Abstract. Terrestrial laser scanners have become a standard piece of surveying equipment, used in diverse fields like geomatics, manufacturing and medicine. However, the processing of today's large point clouds is time-consuming, cumbersome and not automated enough. A basic step of post-processing is the registration of scans from different viewpoints. At present this is still done using artificial targets or tie points, mostly by manual clicking. The aim of this registration step is a coarse alignment, which can then be improved with the existing algorithm for fine registration. The focus of this paper is to provide such a coarse registration in a fully automatic fashion, and without placing any target objects in the scene. The basic idea is to use virtual tie points generated by intersecting planar surfaces in the scene. Such planes are detected in the data with RANSAC and optimally fitted using least squares estimation. Due to the huge amount of recorded points, planes can be determined very accurately, resulting in well-defined tie points.
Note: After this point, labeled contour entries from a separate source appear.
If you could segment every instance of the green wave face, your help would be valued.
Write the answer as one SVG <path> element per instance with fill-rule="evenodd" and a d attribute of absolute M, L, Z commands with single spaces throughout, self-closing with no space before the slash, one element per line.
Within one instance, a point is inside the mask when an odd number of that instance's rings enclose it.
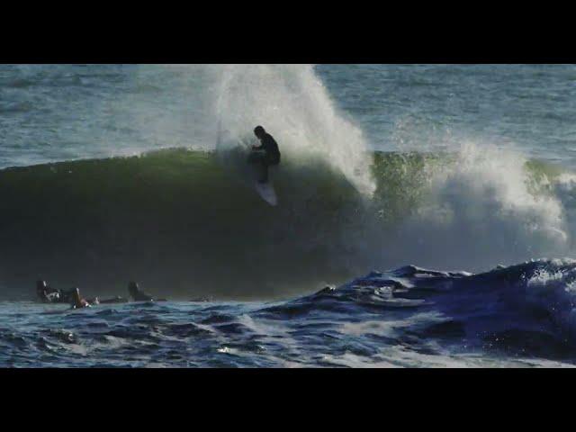
<path fill-rule="evenodd" d="M 1 283 L 123 293 L 138 280 L 178 297 L 254 298 L 348 276 L 330 256 L 355 189 L 286 161 L 271 207 L 244 165 L 241 154 L 170 149 L 1 171 Z"/>
<path fill-rule="evenodd" d="M 421 232 L 400 228 L 426 208 L 432 179 L 454 157 L 376 153 L 365 168 L 376 182 L 371 198 L 321 162 L 283 159 L 272 171 L 276 207 L 256 194 L 245 158 L 238 148 L 168 149 L 0 171 L 3 292 L 30 298 L 42 278 L 125 294 L 136 280 L 174 298 L 277 298 L 382 266 L 428 265 L 418 261 Z M 526 172 L 542 196 L 562 174 L 539 162 Z M 445 267 L 463 255 L 442 253 Z"/>

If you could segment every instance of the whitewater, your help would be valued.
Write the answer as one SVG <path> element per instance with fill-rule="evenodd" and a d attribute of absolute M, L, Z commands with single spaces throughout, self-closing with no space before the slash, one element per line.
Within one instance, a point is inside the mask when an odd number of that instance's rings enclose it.
<path fill-rule="evenodd" d="M 572 365 L 574 79 L 3 65 L 0 364 Z M 246 175 L 256 124 L 277 207 Z M 37 279 L 169 302 L 70 310 Z"/>

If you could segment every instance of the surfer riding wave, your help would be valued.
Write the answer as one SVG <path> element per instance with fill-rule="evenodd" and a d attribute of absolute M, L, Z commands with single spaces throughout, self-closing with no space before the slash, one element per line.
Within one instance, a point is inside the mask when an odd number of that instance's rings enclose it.
<path fill-rule="evenodd" d="M 268 166 L 280 164 L 280 150 L 275 140 L 262 126 L 254 129 L 254 134 L 260 140 L 259 146 L 252 146 L 252 153 L 248 156 L 248 163 L 261 168 L 258 182 L 268 182 Z"/>

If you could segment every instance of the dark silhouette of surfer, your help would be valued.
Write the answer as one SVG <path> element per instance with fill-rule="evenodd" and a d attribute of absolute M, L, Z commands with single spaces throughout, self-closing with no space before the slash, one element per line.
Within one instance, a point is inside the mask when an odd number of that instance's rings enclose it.
<path fill-rule="evenodd" d="M 252 146 L 248 162 L 261 168 L 259 183 L 268 181 L 268 166 L 280 164 L 280 150 L 275 140 L 262 126 L 256 126 L 254 134 L 260 140 L 259 146 Z"/>
<path fill-rule="evenodd" d="M 70 292 L 52 288 L 46 281 L 36 281 L 36 294 L 45 303 L 68 303 L 70 300 Z"/>
<path fill-rule="evenodd" d="M 155 299 L 150 294 L 147 294 L 135 282 L 128 284 L 128 292 L 134 302 L 166 302 L 166 299 Z"/>

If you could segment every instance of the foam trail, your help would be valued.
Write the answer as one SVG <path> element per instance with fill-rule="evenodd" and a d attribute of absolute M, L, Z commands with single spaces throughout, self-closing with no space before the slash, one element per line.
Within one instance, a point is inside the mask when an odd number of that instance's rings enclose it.
<path fill-rule="evenodd" d="M 479 270 L 569 252 L 562 201 L 536 190 L 522 155 L 464 142 L 453 158 L 400 230 L 407 259 Z"/>

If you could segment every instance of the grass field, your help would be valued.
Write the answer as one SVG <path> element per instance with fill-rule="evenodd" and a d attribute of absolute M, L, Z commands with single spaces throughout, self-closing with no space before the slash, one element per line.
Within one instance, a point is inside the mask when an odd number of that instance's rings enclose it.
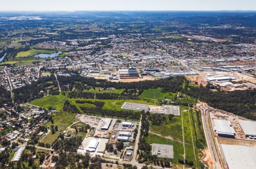
<path fill-rule="evenodd" d="M 84 91 L 85 92 L 96 92 L 96 93 L 113 93 L 113 94 L 122 94 L 123 91 L 125 90 L 124 88 L 121 89 L 115 89 L 115 90 L 104 90 L 104 91 L 100 91 L 100 89 L 101 87 L 96 87 L 95 90 L 93 89 L 92 87 L 90 90 L 85 90 Z"/>
<path fill-rule="evenodd" d="M 63 95 L 51 95 L 35 100 L 30 103 L 31 104 L 35 105 L 48 108 L 50 107 L 61 111 L 63 109 L 64 103 L 67 99 L 67 96 Z"/>
<path fill-rule="evenodd" d="M 143 91 L 139 98 L 152 99 L 164 99 L 164 98 L 174 99 L 176 94 L 171 92 L 163 93 L 162 92 L 162 88 L 160 87 L 146 90 Z"/>
<path fill-rule="evenodd" d="M 52 134 L 49 133 L 42 140 L 41 140 L 40 142 L 45 144 L 48 143 L 51 145 L 52 143 L 57 139 L 60 134 L 60 132 L 56 132 L 54 134 Z"/>
<path fill-rule="evenodd" d="M 28 50 L 27 51 L 22 51 L 19 52 L 17 53 L 15 57 L 19 58 L 19 57 L 31 57 L 34 56 L 35 54 L 39 54 L 39 53 L 56 53 L 56 51 L 54 50 L 39 50 L 39 49 L 35 49 L 33 48 L 30 49 Z"/>
<path fill-rule="evenodd" d="M 182 143 L 170 140 L 151 133 L 148 133 L 148 136 L 146 138 L 146 141 L 150 144 L 157 143 L 160 144 L 172 145 L 174 146 L 174 159 L 172 160 L 172 161 L 177 163 L 179 162 L 179 159 L 183 159 L 184 149 Z"/>
<path fill-rule="evenodd" d="M 45 60 L 43 58 L 17 58 L 14 60 L 1 62 L 0 65 L 10 64 L 15 65 L 15 66 L 22 66 L 32 64 L 33 62 L 42 61 Z"/>
<path fill-rule="evenodd" d="M 76 114 L 75 113 L 60 111 L 53 115 L 54 123 L 52 124 L 50 121 L 48 121 L 46 124 L 46 126 L 50 127 L 51 125 L 57 125 L 59 129 L 65 130 L 69 125 L 75 116 Z M 57 139 L 60 134 L 60 132 L 56 132 L 54 134 L 52 134 L 50 132 L 40 142 L 51 145 Z"/>
<path fill-rule="evenodd" d="M 155 101 L 152 100 L 101 100 L 101 99 L 69 99 L 71 103 L 73 105 L 76 105 L 79 109 L 80 109 L 80 105 L 87 105 L 90 107 L 93 106 L 93 104 L 79 104 L 76 103 L 76 100 L 87 100 L 87 101 L 98 101 L 98 102 L 103 102 L 105 103 L 104 105 L 103 106 L 103 109 L 114 109 L 114 110 L 122 110 L 121 108 L 123 103 L 126 102 L 131 102 L 131 103 L 142 103 L 142 104 L 148 104 L 154 105 L 155 104 Z M 156 102 L 156 104 L 158 104 L 158 102 Z"/>
<path fill-rule="evenodd" d="M 183 115 L 183 126 L 184 126 L 184 135 L 185 141 L 185 149 L 186 151 L 186 159 L 189 161 L 193 161 L 193 163 L 197 166 L 200 165 L 198 159 L 197 150 L 196 147 L 195 141 L 196 137 L 195 133 L 196 132 L 193 126 L 192 116 L 193 114 L 191 112 L 188 112 L 188 107 L 185 106 L 180 106 L 180 112 Z M 189 122 L 189 117 L 191 118 Z M 160 126 L 150 125 L 150 130 L 154 133 L 159 134 L 163 136 L 171 136 L 174 140 L 183 141 L 181 116 L 175 116 L 172 118 L 172 120 L 170 121 L 168 118 L 166 117 L 166 123 Z M 197 121 L 196 121 L 197 122 Z M 192 136 L 191 136 L 191 131 Z M 193 137 L 193 141 L 192 137 Z M 195 151 L 193 147 L 193 142 L 195 145 Z M 157 142 L 156 142 L 157 143 Z M 183 150 L 184 151 L 184 150 Z M 195 158 L 196 156 L 196 158 Z"/>

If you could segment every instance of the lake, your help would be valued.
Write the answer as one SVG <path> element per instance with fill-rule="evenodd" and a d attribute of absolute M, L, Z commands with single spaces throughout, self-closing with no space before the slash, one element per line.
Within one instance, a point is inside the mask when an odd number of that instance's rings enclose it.
<path fill-rule="evenodd" d="M 57 53 L 51 53 L 51 54 L 41 53 L 41 54 L 36 54 L 34 57 L 39 57 L 39 58 L 53 58 L 55 57 L 59 56 L 61 53 L 62 53 L 61 52 L 59 52 Z"/>
<path fill-rule="evenodd" d="M 2 61 L 3 61 L 6 54 L 7 54 L 7 53 L 5 53 L 5 54 L 3 56 L 3 57 L 0 58 L 0 63 L 2 62 Z"/>

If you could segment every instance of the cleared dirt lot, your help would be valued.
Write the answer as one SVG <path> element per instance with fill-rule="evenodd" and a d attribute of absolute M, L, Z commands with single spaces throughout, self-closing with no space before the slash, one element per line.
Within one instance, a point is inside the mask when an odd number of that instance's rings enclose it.
<path fill-rule="evenodd" d="M 225 137 L 217 137 L 219 144 L 226 144 L 232 145 L 241 145 L 256 147 L 256 142 L 250 140 L 242 140 Z"/>

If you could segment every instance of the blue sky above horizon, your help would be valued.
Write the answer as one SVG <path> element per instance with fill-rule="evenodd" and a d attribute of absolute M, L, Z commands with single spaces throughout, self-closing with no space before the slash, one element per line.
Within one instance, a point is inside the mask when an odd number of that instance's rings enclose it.
<path fill-rule="evenodd" d="M 256 10 L 255 0 L 1 0 L 2 11 Z"/>

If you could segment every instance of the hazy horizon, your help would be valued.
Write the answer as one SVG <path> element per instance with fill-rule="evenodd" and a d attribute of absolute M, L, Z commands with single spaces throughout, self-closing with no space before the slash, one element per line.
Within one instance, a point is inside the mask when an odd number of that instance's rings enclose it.
<path fill-rule="evenodd" d="M 255 11 L 255 7 L 253 0 L 9 0 L 0 2 L 1 11 Z"/>

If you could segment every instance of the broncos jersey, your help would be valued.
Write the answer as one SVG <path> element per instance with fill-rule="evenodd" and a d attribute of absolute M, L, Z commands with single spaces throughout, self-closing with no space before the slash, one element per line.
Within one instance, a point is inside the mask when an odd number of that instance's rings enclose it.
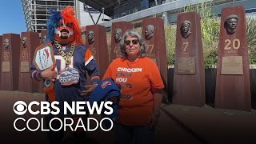
<path fill-rule="evenodd" d="M 90 77 L 99 76 L 96 62 L 89 48 L 84 45 L 75 46 L 73 56 L 71 57 L 71 62 L 68 66 L 75 68 L 79 72 L 79 81 L 76 84 L 62 86 L 59 82 L 59 71 L 66 66 L 66 62 L 64 58 L 58 54 L 57 48 L 54 46 L 53 46 L 53 47 L 54 58 L 56 60 L 55 70 L 58 73 L 58 77 L 54 86 L 55 100 L 59 102 L 60 105 L 63 103 L 62 102 L 68 102 L 71 104 L 71 102 L 74 101 L 86 100 L 85 97 L 80 96 L 81 91 L 85 89 L 85 86 L 87 84 L 86 71 L 87 71 Z M 68 53 L 70 50 L 70 45 L 62 47 L 62 50 Z M 42 80 L 40 71 L 36 69 L 34 64 L 32 64 L 30 68 L 30 74 L 33 79 L 36 81 Z M 47 95 L 46 100 L 49 101 Z"/>

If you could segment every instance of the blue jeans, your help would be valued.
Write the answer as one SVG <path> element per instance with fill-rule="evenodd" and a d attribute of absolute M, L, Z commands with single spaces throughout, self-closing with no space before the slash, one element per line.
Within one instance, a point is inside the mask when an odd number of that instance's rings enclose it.
<path fill-rule="evenodd" d="M 116 144 L 153 144 L 154 129 L 150 126 L 125 126 L 116 123 Z"/>

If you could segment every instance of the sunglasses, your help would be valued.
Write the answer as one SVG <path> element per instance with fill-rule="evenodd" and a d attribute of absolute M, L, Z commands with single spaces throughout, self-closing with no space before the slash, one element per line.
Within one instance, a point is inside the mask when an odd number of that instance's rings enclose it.
<path fill-rule="evenodd" d="M 125 44 L 126 45 L 130 45 L 130 40 L 126 40 L 124 41 L 125 42 Z M 134 45 L 137 45 L 138 43 L 138 39 L 134 39 L 131 41 L 131 42 L 134 44 Z"/>

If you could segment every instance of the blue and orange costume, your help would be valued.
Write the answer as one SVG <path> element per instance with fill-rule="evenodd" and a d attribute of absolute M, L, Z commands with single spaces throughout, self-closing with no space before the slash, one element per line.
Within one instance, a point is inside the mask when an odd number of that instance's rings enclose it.
<path fill-rule="evenodd" d="M 59 102 L 61 112 L 57 117 L 74 118 L 77 116 L 62 114 L 63 102 L 67 102 L 71 106 L 72 102 L 87 101 L 87 97 L 81 96 L 85 86 L 88 85 L 86 72 L 88 73 L 93 84 L 100 82 L 100 75 L 91 52 L 82 44 L 81 30 L 74 17 L 74 8 L 67 6 L 62 11 L 50 12 L 51 17 L 48 20 L 47 36 L 44 45 L 53 46 L 55 63 L 52 70 L 57 71 L 58 75 L 54 82 L 51 82 L 51 86 L 46 88 L 46 98 L 49 102 Z M 68 34 L 63 37 L 62 35 L 63 32 Z M 47 57 L 49 53 L 46 52 L 42 59 Z M 44 59 L 42 62 L 46 64 L 47 61 Z M 45 81 L 42 77 L 42 71 L 33 64 L 30 68 L 32 78 L 36 81 Z M 71 77 L 72 78 L 70 78 Z M 45 84 L 47 85 L 47 82 Z M 47 116 L 46 123 L 54 117 L 56 116 Z M 84 134 L 78 135 L 81 135 L 80 139 L 84 139 Z M 50 143 L 62 143 L 64 132 L 50 131 L 49 138 Z M 79 138 L 76 138 L 76 141 Z"/>

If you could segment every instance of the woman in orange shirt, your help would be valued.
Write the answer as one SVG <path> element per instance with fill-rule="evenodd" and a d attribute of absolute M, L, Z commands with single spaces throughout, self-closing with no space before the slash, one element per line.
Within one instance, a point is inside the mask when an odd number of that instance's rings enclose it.
<path fill-rule="evenodd" d="M 146 44 L 138 32 L 127 30 L 120 42 L 121 58 L 113 61 L 104 77 L 122 87 L 117 143 L 153 143 L 164 88 L 156 64 L 146 57 Z"/>

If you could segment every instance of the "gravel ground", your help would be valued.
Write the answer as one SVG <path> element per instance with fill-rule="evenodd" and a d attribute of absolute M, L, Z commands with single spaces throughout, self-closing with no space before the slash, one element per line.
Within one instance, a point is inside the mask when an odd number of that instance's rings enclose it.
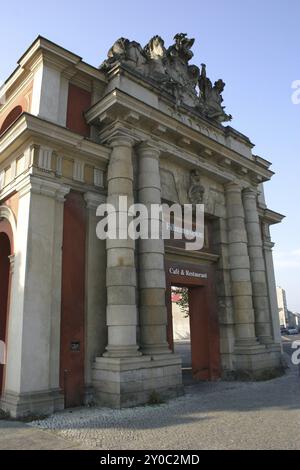
<path fill-rule="evenodd" d="M 96 449 L 300 449 L 300 378 L 200 383 L 156 406 L 80 408 L 30 424 Z"/>

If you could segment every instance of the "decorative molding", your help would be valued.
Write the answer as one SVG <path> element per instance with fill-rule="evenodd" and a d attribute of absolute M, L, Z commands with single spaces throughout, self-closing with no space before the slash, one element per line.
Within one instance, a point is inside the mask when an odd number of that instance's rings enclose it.
<path fill-rule="evenodd" d="M 56 183 L 54 181 L 32 175 L 24 178 L 24 180 L 16 186 L 16 191 L 18 191 L 20 197 L 31 192 L 55 198 L 59 202 L 65 201 L 65 196 L 70 192 L 70 189 L 70 186 L 65 184 Z"/>
<path fill-rule="evenodd" d="M 80 183 L 84 183 L 84 162 L 75 159 L 73 165 L 73 179 L 75 181 L 79 181 Z"/>
<path fill-rule="evenodd" d="M 99 204 L 106 202 L 106 196 L 104 194 L 93 193 L 92 191 L 86 192 L 83 197 L 88 209 L 97 209 Z"/>
<path fill-rule="evenodd" d="M 104 172 L 100 168 L 94 168 L 94 185 L 99 188 L 104 187 Z"/>

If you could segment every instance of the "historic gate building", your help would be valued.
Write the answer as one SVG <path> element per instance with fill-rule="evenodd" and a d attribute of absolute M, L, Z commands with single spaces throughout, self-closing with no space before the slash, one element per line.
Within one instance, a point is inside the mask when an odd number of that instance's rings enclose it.
<path fill-rule="evenodd" d="M 0 105 L 1 408 L 52 412 L 182 391 L 171 286 L 189 289 L 193 375 L 281 365 L 270 163 L 226 123 L 193 40 L 119 39 L 99 69 L 38 37 Z M 205 245 L 96 236 L 102 202 L 205 204 Z"/>

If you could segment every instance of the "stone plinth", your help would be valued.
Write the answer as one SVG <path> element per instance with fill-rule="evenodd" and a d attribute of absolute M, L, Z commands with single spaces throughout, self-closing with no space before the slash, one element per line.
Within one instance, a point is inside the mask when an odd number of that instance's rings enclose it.
<path fill-rule="evenodd" d="M 137 358 L 96 358 L 93 367 L 97 404 L 130 407 L 183 393 L 181 359 L 174 355 Z"/>

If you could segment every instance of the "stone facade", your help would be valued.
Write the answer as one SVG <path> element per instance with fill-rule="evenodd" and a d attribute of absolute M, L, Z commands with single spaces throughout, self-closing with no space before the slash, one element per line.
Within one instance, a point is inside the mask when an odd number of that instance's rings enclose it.
<path fill-rule="evenodd" d="M 166 262 L 214 273 L 220 375 L 280 369 L 269 227 L 282 216 L 263 196 L 270 163 L 223 124 L 225 84 L 189 64 L 194 41 L 174 40 L 167 49 L 159 36 L 145 48 L 121 38 L 96 69 L 39 37 L 5 83 L 0 235 L 13 269 L 0 291 L 1 408 L 13 416 L 182 393 Z M 203 202 L 209 244 L 187 252 L 160 239 L 99 240 L 96 208 L 120 195 L 146 206 Z M 65 244 L 77 214 L 72 265 Z M 74 322 L 62 311 L 71 300 Z"/>

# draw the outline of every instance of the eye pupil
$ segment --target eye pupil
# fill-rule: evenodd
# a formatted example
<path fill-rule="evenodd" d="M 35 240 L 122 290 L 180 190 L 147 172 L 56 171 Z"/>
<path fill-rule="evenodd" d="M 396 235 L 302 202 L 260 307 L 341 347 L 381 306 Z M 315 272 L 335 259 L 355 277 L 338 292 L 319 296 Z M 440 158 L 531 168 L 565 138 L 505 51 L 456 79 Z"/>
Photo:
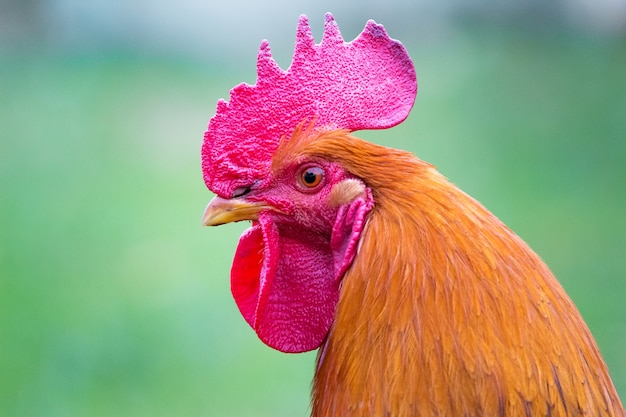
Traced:
<path fill-rule="evenodd" d="M 306 171 L 303 179 L 307 184 L 313 184 L 317 180 L 317 174 L 313 171 Z"/>
<path fill-rule="evenodd" d="M 310 167 L 300 174 L 300 182 L 307 188 L 313 188 L 322 182 L 323 171 L 319 167 Z"/>

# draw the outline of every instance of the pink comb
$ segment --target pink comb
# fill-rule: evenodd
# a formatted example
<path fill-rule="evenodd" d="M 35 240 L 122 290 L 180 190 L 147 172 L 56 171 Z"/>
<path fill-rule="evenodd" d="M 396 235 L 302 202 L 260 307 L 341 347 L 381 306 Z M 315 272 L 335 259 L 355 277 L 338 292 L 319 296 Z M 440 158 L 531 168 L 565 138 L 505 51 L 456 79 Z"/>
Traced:
<path fill-rule="evenodd" d="M 417 80 L 404 46 L 370 20 L 344 42 L 333 16 L 315 44 L 300 16 L 293 61 L 283 71 L 263 41 L 255 85 L 240 84 L 220 99 L 202 145 L 204 181 L 230 198 L 240 187 L 262 182 L 281 137 L 302 122 L 321 129 L 385 129 L 411 111 Z"/>

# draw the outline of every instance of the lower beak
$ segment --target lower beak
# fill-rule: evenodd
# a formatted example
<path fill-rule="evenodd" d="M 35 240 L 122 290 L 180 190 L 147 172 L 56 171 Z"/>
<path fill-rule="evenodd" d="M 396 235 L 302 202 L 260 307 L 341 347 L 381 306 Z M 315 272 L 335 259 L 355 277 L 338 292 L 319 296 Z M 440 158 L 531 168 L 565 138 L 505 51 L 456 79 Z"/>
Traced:
<path fill-rule="evenodd" d="M 259 213 L 263 210 L 274 209 L 264 202 L 250 202 L 243 198 L 225 199 L 214 197 L 204 209 L 202 224 L 205 226 L 219 226 L 220 224 L 239 222 L 242 220 L 259 220 Z"/>

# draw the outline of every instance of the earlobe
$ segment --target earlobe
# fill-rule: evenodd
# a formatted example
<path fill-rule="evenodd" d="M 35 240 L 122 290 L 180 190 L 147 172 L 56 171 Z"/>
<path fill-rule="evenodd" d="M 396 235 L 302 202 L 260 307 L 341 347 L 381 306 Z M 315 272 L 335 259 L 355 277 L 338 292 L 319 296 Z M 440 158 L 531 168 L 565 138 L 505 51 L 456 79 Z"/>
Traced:
<path fill-rule="evenodd" d="M 358 180 L 353 181 L 363 185 Z M 335 279 L 337 282 L 341 280 L 356 256 L 361 233 L 367 222 L 367 215 L 373 207 L 374 199 L 372 198 L 372 193 L 365 186 L 363 186 L 363 196 L 359 196 L 353 199 L 351 203 L 339 207 L 330 238 L 330 248 L 333 252 Z"/>
<path fill-rule="evenodd" d="M 328 198 L 328 204 L 331 207 L 339 207 L 344 204 L 351 203 L 354 199 L 361 197 L 367 198 L 367 188 L 363 181 L 356 178 L 348 178 L 333 187 Z"/>

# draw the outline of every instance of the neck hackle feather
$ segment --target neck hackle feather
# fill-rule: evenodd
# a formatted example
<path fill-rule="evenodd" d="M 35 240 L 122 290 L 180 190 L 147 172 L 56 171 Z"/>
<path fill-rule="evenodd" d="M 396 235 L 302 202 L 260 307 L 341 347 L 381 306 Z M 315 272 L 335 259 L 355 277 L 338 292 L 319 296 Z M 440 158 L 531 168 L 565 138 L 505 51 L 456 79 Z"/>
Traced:
<path fill-rule="evenodd" d="M 563 288 L 482 205 L 345 131 L 298 153 L 340 162 L 376 202 L 320 348 L 313 416 L 623 415 Z"/>

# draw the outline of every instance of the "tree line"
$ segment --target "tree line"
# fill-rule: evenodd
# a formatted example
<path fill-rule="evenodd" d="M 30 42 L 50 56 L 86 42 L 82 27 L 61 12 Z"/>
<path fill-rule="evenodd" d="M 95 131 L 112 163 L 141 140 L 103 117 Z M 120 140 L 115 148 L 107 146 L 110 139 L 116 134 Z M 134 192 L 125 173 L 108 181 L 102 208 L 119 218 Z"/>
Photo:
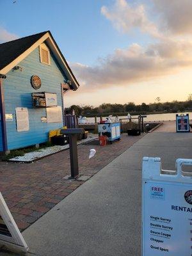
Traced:
<path fill-rule="evenodd" d="M 131 115 L 159 113 L 177 113 L 185 111 L 192 111 L 192 95 L 188 96 L 186 101 L 173 100 L 171 102 L 161 102 L 160 98 L 157 97 L 157 102 L 147 104 L 144 102 L 136 105 L 134 102 L 127 102 L 124 104 L 103 103 L 98 107 L 90 105 L 79 106 L 72 105 L 65 108 L 66 114 L 71 114 L 73 109 L 77 115 L 86 116 L 126 115 Z"/>

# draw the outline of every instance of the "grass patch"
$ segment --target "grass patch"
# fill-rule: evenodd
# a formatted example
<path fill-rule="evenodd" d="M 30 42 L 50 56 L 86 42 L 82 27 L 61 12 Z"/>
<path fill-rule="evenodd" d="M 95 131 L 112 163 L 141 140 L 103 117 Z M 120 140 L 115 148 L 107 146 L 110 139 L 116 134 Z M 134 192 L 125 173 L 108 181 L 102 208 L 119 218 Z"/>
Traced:
<path fill-rule="evenodd" d="M 15 149 L 11 150 L 10 154 L 7 156 L 1 156 L 1 161 L 8 161 L 11 158 L 16 157 L 17 156 L 23 156 L 26 153 L 30 153 L 33 151 L 39 151 L 41 149 L 54 146 L 51 142 L 45 142 L 40 145 L 39 148 L 36 148 L 35 146 L 28 147 L 27 148 Z"/>

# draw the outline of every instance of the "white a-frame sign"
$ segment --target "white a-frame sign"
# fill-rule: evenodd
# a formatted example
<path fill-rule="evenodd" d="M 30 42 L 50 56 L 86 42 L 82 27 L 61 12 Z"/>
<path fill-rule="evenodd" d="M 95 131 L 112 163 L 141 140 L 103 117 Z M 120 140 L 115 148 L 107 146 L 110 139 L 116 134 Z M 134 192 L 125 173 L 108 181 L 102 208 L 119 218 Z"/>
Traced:
<path fill-rule="evenodd" d="M 0 246 L 27 252 L 28 247 L 0 192 Z"/>

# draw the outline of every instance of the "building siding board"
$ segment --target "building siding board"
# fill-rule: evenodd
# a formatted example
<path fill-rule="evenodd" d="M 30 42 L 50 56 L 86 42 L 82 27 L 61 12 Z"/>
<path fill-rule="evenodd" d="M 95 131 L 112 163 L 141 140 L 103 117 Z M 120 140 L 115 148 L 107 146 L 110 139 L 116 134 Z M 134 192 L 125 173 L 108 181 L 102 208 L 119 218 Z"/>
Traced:
<path fill-rule="evenodd" d="M 1 121 L 0 121 L 0 151 L 3 151 L 3 138 L 2 138 L 2 128 Z"/>
<path fill-rule="evenodd" d="M 38 47 L 19 65 L 23 68 L 23 71 L 10 70 L 3 83 L 5 112 L 13 116 L 13 122 L 6 123 L 8 150 L 45 142 L 50 130 L 63 126 L 63 122 L 42 123 L 41 117 L 46 116 L 45 108 L 35 108 L 32 105 L 32 92 L 47 92 L 56 93 L 58 106 L 62 106 L 61 83 L 66 78 L 52 53 L 50 66 L 40 62 Z M 37 90 L 31 84 L 31 77 L 35 74 L 38 76 L 42 81 L 42 86 Z M 29 131 L 17 132 L 15 116 L 17 107 L 28 108 Z"/>

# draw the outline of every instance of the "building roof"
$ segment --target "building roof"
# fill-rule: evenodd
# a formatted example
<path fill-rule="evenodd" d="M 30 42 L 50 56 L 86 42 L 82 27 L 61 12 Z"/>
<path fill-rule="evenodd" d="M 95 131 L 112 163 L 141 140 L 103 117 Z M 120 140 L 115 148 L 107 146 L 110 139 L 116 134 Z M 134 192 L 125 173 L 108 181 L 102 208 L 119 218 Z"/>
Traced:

Given two sets of potential tie points recovered in two different scans, registration is performed by searching for the assignment which preserves the geometric configuration of the largest possible subset of all tie points. Since exhaustive search over all possible assignments is intractable even for moderate numbers of points, the search is guided by matching individual pairs of tie points with the help of a novel descriptor based on the properties of a point's parent planes. Experiments show that the proposed method is able to successfully coarse register TLS point clouds without the need for artificial targets.